The 85th Meeting of the Israel Chemical Society

Reversible-covalent proteolysis targeting chimeras – opening the door for new targets?

Gabizon Ronen Amit Shraga Paul Gehrtz Ella Livnah Nir London
Department of Organic Chemistry, Weizmann Institute of Science, Rehovot, Israel

Proteolysis Targeting Chimeras (PROTACs) are bifunctional molecules that tether target proteins to E3 ligases and induce the ubiquitination and degradation of their targets. As therapeutic agents, PROTACs are believed to harbor many advantages over traditional inhibitors – they may have higher selectivity, longer duration of action due to the need to resynthesize the target protein, and can degrade a target solely by binding it without direct inhibition.

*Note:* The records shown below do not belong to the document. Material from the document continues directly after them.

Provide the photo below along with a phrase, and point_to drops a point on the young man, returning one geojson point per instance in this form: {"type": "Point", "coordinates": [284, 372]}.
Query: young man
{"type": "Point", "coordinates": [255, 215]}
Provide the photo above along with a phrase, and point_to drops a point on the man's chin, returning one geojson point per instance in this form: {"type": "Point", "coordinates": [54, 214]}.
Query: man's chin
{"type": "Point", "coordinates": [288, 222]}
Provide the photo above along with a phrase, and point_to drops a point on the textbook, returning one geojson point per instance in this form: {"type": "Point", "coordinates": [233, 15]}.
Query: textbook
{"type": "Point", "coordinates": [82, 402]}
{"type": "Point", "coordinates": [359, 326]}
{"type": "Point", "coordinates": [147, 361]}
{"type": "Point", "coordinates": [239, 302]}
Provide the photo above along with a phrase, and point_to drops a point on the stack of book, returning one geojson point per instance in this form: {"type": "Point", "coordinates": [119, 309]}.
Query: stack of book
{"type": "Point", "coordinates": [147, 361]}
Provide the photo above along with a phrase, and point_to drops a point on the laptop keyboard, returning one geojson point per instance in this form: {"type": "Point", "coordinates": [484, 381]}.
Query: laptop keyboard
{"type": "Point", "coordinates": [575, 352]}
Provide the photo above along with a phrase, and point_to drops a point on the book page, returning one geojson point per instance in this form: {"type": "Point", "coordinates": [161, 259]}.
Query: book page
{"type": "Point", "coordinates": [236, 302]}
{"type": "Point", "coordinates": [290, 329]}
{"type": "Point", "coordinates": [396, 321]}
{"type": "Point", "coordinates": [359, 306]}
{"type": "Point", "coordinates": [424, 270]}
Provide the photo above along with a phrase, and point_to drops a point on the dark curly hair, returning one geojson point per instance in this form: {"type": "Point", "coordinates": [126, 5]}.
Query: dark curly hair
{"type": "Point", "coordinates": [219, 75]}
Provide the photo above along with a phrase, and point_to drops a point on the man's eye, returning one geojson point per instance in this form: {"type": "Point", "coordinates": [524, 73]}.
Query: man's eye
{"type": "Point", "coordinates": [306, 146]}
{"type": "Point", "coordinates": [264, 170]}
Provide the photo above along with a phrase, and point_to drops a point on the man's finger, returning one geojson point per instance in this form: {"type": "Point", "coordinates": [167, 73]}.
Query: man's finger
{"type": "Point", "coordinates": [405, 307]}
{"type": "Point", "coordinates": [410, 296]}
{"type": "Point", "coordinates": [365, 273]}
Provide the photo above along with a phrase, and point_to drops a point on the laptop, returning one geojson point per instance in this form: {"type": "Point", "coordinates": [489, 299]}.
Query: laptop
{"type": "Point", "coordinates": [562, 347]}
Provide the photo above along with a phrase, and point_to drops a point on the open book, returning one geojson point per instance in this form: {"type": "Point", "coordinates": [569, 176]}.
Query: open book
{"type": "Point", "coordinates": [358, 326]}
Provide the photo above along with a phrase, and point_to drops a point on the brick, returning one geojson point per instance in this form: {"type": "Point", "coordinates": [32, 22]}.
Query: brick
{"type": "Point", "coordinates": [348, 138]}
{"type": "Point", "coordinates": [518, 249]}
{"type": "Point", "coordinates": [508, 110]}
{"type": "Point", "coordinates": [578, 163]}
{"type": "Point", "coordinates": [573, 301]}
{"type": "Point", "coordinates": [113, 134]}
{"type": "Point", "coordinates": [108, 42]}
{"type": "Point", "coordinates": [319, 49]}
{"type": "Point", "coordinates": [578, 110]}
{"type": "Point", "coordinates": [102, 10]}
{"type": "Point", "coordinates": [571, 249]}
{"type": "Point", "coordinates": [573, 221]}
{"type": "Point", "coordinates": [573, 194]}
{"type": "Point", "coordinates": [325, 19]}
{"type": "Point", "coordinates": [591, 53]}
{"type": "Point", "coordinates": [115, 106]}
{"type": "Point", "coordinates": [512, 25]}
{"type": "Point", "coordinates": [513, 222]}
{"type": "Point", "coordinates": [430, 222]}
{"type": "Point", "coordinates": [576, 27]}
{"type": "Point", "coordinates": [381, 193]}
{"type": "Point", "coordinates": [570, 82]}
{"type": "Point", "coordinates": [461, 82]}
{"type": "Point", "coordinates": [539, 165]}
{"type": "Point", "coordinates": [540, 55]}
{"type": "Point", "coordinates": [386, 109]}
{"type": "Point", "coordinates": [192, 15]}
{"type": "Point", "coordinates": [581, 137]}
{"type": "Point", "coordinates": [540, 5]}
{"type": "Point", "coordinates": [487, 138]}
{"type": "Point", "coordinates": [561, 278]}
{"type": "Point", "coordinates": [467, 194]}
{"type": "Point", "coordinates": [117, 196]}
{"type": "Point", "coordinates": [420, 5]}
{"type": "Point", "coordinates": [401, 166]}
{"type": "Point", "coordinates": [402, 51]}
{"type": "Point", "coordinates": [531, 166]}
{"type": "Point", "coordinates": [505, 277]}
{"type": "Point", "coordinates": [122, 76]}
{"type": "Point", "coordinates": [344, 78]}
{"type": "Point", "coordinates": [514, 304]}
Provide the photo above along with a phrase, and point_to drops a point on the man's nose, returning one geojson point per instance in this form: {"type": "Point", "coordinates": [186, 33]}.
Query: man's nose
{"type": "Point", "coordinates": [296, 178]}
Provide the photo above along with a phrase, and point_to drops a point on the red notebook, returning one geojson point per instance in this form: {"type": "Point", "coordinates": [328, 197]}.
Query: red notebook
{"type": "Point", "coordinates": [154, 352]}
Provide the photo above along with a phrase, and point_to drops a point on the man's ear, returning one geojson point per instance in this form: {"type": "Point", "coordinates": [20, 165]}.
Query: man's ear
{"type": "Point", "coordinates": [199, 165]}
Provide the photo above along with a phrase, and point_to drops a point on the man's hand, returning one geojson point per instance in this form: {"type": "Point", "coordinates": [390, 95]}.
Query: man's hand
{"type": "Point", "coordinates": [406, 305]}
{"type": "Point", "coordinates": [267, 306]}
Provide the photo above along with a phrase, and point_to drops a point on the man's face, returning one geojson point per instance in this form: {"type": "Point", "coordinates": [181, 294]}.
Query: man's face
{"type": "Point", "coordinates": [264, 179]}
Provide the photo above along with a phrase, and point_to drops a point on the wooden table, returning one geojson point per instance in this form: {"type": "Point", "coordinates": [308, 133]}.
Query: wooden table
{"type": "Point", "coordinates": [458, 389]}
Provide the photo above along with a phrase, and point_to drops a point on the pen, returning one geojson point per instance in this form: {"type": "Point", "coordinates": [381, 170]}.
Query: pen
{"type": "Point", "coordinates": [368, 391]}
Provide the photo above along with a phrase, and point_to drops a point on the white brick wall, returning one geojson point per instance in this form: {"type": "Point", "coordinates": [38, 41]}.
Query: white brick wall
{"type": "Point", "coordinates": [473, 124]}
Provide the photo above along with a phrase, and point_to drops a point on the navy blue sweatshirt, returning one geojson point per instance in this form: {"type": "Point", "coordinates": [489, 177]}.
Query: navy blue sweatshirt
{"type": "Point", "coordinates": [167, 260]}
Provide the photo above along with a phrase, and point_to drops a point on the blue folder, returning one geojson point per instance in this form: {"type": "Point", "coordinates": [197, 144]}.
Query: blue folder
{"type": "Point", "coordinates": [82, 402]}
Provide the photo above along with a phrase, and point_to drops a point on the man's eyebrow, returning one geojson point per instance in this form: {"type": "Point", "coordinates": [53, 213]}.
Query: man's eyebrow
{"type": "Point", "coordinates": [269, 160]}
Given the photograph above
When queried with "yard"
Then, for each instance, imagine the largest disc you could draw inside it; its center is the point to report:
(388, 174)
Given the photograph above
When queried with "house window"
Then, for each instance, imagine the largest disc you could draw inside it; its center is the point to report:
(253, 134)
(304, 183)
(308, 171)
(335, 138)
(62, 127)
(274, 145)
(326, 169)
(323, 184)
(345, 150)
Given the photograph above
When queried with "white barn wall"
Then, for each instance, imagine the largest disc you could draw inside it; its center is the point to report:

While covalent inhibitors can have superior activity and pharmacological properties, it has been postulated that covalent PROTACs will be inferior due to the stoichiometric nature of their activity, compared to the catalytic behavior of PROTACs that bind their targets reversibly. We therefore tested whether cyanoacrylamide-based PROTACs, that combine covalent and reversible binding, can function as potent PROTACs, and compared them to non-covalent and irreversible covalent PROTACs. We focused on Bruton’s Tyrosine Kinase (BTK), a prominent kinase in B-cell lymphoma.

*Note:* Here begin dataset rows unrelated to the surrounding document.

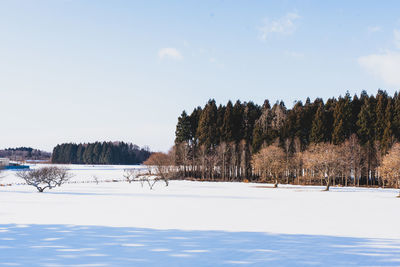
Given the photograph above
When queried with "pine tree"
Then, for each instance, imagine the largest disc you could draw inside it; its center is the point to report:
(227, 135)
(183, 129)
(206, 130)
(318, 130)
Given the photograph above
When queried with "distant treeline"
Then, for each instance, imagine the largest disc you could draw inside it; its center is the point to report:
(219, 142)
(99, 153)
(24, 153)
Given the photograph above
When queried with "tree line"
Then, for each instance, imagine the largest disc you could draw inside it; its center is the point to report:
(99, 153)
(232, 141)
(24, 153)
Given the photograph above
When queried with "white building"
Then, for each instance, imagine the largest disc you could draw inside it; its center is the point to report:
(4, 161)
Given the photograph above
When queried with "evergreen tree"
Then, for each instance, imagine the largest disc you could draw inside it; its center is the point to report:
(183, 129)
(318, 130)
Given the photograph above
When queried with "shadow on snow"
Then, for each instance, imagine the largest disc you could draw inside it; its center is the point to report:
(68, 245)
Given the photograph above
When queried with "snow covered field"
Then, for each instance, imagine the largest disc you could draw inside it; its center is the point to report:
(195, 224)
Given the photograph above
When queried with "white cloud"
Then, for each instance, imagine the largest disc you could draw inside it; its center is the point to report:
(396, 34)
(372, 29)
(283, 25)
(171, 53)
(385, 66)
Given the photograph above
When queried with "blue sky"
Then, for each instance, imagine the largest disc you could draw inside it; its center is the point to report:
(81, 71)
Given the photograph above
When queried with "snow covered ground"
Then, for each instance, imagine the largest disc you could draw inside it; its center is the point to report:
(195, 224)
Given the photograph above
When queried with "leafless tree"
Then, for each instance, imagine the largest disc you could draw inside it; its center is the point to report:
(96, 179)
(390, 167)
(270, 162)
(131, 175)
(324, 159)
(45, 178)
(163, 164)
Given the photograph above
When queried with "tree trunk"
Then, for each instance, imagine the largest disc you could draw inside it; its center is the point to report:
(328, 184)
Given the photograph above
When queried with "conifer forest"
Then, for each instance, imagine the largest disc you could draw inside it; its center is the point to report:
(99, 153)
(349, 140)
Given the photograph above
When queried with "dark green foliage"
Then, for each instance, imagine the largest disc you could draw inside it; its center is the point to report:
(183, 129)
(373, 119)
(99, 153)
(318, 130)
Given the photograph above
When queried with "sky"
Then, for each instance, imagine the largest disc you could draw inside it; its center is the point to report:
(84, 71)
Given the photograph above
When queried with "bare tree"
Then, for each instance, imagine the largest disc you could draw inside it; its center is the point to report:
(390, 168)
(131, 175)
(270, 162)
(96, 179)
(324, 159)
(163, 164)
(45, 178)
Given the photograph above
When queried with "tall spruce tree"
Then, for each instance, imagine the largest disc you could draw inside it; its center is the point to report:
(318, 129)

We developed a versatile and generic synthetic approach for the synthesis of cyanoacrylamide-based PROTACs and used it to prepare a series of reversible covalent PROTACs targeting BTK. One of the cyanoacrylamides potently degraded BTK in cells with ~100 nM potency. To our knowledge, this is the first active cyanoacrylamide-based reversible covalent PROTAC. Furthermore, we developed additional PROTACs with similar geometry and distinct chemistries, and discovered a highly potent irreversible covalent PROTAC, as well as a non-covalent PROTAC that efficiently degrades BTK at single digit nM concentrations, which are perhaps the most potent BTK PROTACs reported to date. Proteomics studies confirmed that our PROTACs degrade BTK selectively. Our results confirm the potential of covalent PROTACs as tools against proteins that are difficult to target with noncovalent binders.